Aku berdiam memperhatikan batasan
pada ruangan tempatku berbaring, menampung air yang jatuh dari sudut mataku.
Dalam pikiranku, tak banyak yang aku pikirkan, tapi ketika aku mengingat satu
saja kenangan, bisa saja memenuhi otakku, berat dan sesak. Mungkin ini yang
orang sering bilang dengan sakit hati, merasakannya sendiri, memendamnya
sendiri dan tak akan ada yang bisa mengerti.
Aku masih saja menggerogoti
lukaku sendiri, tak berusaha menyembuhkan, malah aku pelihara dengan baik. Ah,
bodoh sekali, kehilangan seseorang begitu saja bisa seperti mengakhiri
semuanya. Aku tak yakin akan kapok jatuh cinta, justru malah memulainya lagi
mungkin. Dengan ketidakpastian yang sama, sampai Tuhan berkata “ini pilihanKu
untukmu”.
Aku bukan menyesali setiap
ke-jatuh cinta-anku pada seseorang, tapi yang tak pernah bisa habis pikir,
kenapa aku berani melukai perasaanku sendiri dan kemudian menangis hanya karena
kesalahanku sendiri? Lucu.
“Cinta itu harus memiliki” itulah
justru yang paling bisa diterima seharusnya, bukannya “Cinta tak harus memiliki”. Apapun, kalau sudah
dijauhkan, bagaimana bisa baik-baik saja? Aku tak benar-benar memakan pikiran
itu mentah-mentah, karena yang aku tau, ketika aku tak bisa memiliki seseorang,
tapi aku tetap mencintainya. Kadang justru aku rela merelakan seseorang itu
pada orang lain, bahkan pada temanku sendiri.
Aku menata satu persatu kepingan
yang telah hancur, menempelkannya dengan hati-hati. Lalu, aku kembali
mengingat, apa benar aku sudah merelakannya untuk pergi? Sudahkah aku mengikhlaskannya
untuk temanku sendiri? Apa harus aku merebutnya dan aku mengatakan bahwa aku
harus memilikinya? Iya, aku benar-benar tak rela sepertinya. Aku yang
mengungkit-ngungkit kenangan. Aku yang menyakiti perasaanku sendiri.

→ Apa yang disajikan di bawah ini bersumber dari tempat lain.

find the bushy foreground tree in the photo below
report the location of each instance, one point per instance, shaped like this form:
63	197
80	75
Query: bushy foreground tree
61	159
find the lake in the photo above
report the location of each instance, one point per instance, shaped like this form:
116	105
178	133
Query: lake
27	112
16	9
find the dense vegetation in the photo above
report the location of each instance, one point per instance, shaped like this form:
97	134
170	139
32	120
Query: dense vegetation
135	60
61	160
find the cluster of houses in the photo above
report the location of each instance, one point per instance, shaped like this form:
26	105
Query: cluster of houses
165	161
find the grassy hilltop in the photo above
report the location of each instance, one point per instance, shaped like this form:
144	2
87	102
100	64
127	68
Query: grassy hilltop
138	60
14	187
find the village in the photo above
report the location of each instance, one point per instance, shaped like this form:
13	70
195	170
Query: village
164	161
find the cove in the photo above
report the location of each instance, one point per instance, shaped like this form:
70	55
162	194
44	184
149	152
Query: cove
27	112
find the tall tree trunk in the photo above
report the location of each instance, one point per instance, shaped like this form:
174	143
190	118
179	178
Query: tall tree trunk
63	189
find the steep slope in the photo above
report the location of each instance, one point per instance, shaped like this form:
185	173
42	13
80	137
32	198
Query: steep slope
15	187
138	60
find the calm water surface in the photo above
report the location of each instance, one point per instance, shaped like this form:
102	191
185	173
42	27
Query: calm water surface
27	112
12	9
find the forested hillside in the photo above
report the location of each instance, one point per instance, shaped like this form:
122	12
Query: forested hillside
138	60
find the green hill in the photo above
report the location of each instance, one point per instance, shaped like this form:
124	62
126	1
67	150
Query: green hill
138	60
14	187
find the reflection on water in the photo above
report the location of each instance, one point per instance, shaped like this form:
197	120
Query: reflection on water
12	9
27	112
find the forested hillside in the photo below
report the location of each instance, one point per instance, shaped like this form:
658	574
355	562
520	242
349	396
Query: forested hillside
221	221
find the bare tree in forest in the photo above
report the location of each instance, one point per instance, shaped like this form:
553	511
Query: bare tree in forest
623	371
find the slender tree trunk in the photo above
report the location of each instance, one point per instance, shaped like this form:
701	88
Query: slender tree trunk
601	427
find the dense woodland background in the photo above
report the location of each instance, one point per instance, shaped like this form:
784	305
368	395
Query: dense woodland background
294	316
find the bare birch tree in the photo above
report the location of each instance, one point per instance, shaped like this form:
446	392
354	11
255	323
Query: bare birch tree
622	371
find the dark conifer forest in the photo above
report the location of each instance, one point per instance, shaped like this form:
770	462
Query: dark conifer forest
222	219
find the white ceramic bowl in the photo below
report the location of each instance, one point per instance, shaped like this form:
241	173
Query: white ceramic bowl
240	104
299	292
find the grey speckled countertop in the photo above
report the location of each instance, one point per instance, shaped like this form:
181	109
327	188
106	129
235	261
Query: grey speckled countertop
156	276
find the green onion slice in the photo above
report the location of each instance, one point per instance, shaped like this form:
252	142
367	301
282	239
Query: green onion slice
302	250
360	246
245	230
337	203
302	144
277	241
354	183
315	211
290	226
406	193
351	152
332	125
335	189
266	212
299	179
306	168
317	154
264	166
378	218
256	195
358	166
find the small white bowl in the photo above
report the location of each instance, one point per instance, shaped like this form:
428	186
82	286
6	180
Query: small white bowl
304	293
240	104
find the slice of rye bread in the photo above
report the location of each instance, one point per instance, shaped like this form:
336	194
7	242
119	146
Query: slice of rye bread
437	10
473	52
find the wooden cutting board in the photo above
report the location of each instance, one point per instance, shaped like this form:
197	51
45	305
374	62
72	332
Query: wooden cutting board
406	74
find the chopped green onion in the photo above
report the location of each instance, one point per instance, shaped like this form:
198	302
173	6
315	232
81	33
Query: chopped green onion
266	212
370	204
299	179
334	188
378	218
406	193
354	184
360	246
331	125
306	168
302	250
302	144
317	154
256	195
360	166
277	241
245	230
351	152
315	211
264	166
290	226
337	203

Kalau memang cinta tak harus memiliki,
seharusnya tak usah memikirkan, tak usah mengejar, tak usah mencari perhatian.
Tapi kenyataan berbeda bukan? Tetap saja memikirkan bagaimana caranya memiliki,
menghubunginya walaupun hanya sekedar basa-basi, menanyakan kabarnya walaupun
berujung pengabaian, mencari matanya ketika hilang dari pandangan, mengkoreksi
semua statusnya di sosial media.
Ketika kamu bilang cinta tak
harus memiliki, itu kan hanya akal-akalanmu saja biar kelihatan tegar. Berusaha
melupakan rasa sakit yang sebenarnya tak bisa. Berusaha membunuh kesepian
padahal lukamu sedang ramai menggerogoti. Berusaha ikhlas padahal hatimu geram.
Seharusnya kamu sudah bisa menertawakan kelakuanmu sendiri, bodoh.
Cinta itu harus memiliki. Cinta
harus diperjuangkan. Cinta itu harus dikejar, sampai dapat. Jatuh cinta saja
dulu, ditinggalkannya belakangan. Miliki saja orangnya dulu, sakit hatinya
belakangan. Walaupun sakit hati, setidaknya sudah pernah memiliki. Walaupun tak
direstui, setidaknya sudah tau rasanya dihalangi. Walaupun terhalang jarak,
setidaknya sudah tau rasanya rindu.
Bisa saja dibingungkan oleh “cinta”,
tertawa saja sepuasnya kalau memang sudah merasa dipermainkan oleh satu kata
yang banyak sekali orang tak tau artinya.